Están en la vereda, el serranito acaba de cerrar el portón de madera, el camión que ocultaba la entrada ha partido, la neblina borronea las fachadas y en la luz colar acero de la tarde fluye, opresivo e idéntico, el chorro de autos, camiones y ómnibus por el Puente del Ejército. No hay nadie cerca, los lejanos transeúntes son siluetas sin cara que se deslizan entre velos humosos. Nos despedimos y ya está, piensa, no lo verás más. Piensa: no lo he visto nunca, nunca he hablado con él, un duchazo, una siesta y ya está.
– ¿De veras se siente bien, niño? ¿No quiere que lo acompañe?
– El que se siente mal eres tú -dice, sin mover los labios-. Toda la tarde, las cuatro horas te has sentido mal.
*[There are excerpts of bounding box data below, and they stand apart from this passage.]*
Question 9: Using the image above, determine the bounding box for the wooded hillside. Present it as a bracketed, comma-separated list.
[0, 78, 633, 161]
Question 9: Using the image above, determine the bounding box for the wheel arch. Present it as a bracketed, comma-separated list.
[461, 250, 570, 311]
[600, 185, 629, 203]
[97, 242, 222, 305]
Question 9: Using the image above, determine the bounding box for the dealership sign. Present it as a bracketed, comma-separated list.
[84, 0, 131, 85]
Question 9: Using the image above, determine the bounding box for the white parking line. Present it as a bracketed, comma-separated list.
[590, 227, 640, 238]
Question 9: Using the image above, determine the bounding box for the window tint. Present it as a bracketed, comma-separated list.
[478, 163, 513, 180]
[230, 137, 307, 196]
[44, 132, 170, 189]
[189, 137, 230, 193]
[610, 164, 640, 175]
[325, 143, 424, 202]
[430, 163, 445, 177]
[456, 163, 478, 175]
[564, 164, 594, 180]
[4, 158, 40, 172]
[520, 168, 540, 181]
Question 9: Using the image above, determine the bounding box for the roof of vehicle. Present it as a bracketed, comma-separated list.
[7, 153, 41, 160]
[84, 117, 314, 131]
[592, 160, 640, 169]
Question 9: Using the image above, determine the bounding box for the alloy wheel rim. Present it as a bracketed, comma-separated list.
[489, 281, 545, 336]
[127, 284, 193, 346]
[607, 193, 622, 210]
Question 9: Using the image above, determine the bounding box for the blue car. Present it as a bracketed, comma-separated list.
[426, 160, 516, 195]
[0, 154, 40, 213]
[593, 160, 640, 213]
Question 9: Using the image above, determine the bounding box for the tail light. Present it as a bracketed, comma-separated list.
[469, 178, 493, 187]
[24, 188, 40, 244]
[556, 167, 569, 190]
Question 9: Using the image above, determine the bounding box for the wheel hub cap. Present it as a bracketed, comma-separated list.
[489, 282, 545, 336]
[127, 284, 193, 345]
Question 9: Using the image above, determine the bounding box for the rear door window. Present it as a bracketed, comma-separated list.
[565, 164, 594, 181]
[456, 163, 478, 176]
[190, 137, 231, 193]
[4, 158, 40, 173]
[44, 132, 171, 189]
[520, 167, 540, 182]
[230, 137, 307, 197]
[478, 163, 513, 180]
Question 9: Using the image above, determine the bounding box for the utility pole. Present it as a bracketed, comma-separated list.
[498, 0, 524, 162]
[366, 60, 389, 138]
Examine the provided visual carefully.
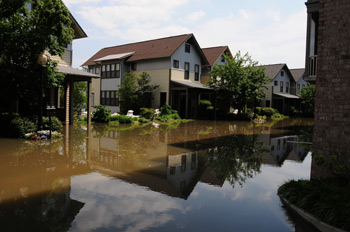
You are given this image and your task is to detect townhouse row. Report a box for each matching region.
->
[82,34,306,118]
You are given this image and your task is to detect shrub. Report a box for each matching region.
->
[159,104,177,116]
[140,108,156,120]
[43,117,63,132]
[138,118,149,123]
[91,105,111,122]
[157,113,181,122]
[7,117,36,138]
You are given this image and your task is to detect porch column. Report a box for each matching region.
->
[87,80,92,125]
[69,81,74,125]
[65,82,70,125]
[185,88,189,118]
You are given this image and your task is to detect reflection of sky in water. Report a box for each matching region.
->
[71,154,311,231]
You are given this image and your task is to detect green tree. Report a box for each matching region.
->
[300,84,316,116]
[208,52,270,113]
[118,72,159,114]
[0,0,74,114]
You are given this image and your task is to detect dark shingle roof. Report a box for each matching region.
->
[263,64,287,80]
[82,34,208,66]
[202,46,232,66]
[290,68,305,82]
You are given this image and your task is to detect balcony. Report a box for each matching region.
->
[305,55,317,82]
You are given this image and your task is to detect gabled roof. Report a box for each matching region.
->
[262,64,293,80]
[82,34,208,66]
[202,46,232,66]
[290,68,305,82]
[69,12,87,39]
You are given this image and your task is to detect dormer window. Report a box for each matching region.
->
[221,55,225,63]
[173,60,179,68]
[131,63,137,71]
[185,44,191,53]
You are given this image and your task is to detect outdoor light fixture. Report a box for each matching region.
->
[37,52,47,130]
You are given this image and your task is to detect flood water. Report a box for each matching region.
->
[0,119,313,232]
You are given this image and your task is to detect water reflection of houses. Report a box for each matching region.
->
[0,141,89,231]
[87,131,202,199]
[260,135,309,166]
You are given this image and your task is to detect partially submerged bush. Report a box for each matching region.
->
[140,108,156,120]
[8,117,36,138]
[43,117,63,132]
[110,115,138,123]
[91,105,111,122]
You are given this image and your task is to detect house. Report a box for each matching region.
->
[26,3,99,125]
[201,46,232,84]
[305,0,320,84]
[290,68,308,96]
[305,0,350,178]
[82,34,210,118]
[260,64,299,114]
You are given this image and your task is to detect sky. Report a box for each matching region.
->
[63,0,307,68]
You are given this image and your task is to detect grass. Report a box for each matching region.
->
[278,179,350,231]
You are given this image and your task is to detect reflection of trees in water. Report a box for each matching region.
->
[202,135,263,187]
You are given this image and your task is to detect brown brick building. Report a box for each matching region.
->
[306,0,350,176]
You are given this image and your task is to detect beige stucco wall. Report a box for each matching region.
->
[135,69,169,109]
[91,78,101,108]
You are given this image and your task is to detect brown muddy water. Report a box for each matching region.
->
[0,119,313,231]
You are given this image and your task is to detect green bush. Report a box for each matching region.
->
[159,104,177,116]
[7,117,36,138]
[138,118,149,123]
[140,108,156,120]
[91,105,111,122]
[110,115,138,123]
[43,117,63,132]
[156,113,181,122]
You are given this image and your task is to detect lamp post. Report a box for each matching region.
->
[38,52,47,130]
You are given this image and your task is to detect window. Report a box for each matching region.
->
[221,55,225,63]
[101,91,119,106]
[101,65,107,78]
[185,44,191,53]
[265,100,271,107]
[115,64,120,78]
[280,81,283,93]
[111,64,115,78]
[194,64,199,81]
[173,60,179,68]
[106,64,111,78]
[131,63,137,71]
[181,155,186,172]
[185,62,190,80]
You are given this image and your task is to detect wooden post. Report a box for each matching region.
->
[87,80,92,128]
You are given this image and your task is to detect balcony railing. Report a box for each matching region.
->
[309,55,317,77]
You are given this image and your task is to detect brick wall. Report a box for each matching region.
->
[311,0,350,176]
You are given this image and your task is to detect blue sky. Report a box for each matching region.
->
[63,0,306,68]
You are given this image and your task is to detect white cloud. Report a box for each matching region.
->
[187,10,206,23]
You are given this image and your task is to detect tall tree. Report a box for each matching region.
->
[208,52,270,113]
[0,0,74,114]
[118,72,159,114]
– Ni crea, tengo muy buena cabeza para el trago -dice Ambrosio, y, un instante, ríe. Queda con la boca entreabierta, la mano petrificada en el mentón. Está inmóvil, a un metro de Santiago, con las solapas levantadas, y el Batuque, las orejas tiesas, los colmillos fuera, mira a Santiago, mira a Ambrosio, y escarba el suelo, sorprendido o inquieta o asustado. En el interior de "La Catedral" arrastran sillas y parece que baldearan el piso.
– Sabes de sobra de qué estoy hablando -dice Santiago-. Por favor, deja de hacerte el cojudo.
No quiere o no puede entender, Zavalita: no se ha movido y en sus pupilas hay siempre la misma porfiada ceguera, esa atroz oscuridad tenaz.
– Por si quería que lo acompañe, niño -tartamudea y baja los ojos, la voz-. ¿Quiere que le busque un taxi, es decir?
– En "La Crónica" necesitan un portero -y él también baja la voz-. Es un trabajo menos fregado que la perrera. Yo haré que te tomen sin papeles. Estarías mucho mejor. Pero, por favor, deja un ratito de hacerte el cojudo.
– Está bien, está bien -hay un malestar creciente en sus ojos, parece que su voz fuera a rasgarse en chillidos-. Qué le pasa, niño, por qué se pone así.
– Te daré todo mi sueldo de este mes -y su voz se entorpece bruscamente, pero no solloza; está rígido, los ojos muy abiertos-. Tres mil quinientos soles. ¿No es cierto que con esa plata puedes?
Calla, baja la cabeza y automáticamente, como si el silencio hubiera desatado un inflexible mecanismo, el cuerpo de Ambrosio da un paso atrás y se encoge y sus manos se adelantan a la altura del estómago, como para defenderse o atacar. El Batuque gruñe.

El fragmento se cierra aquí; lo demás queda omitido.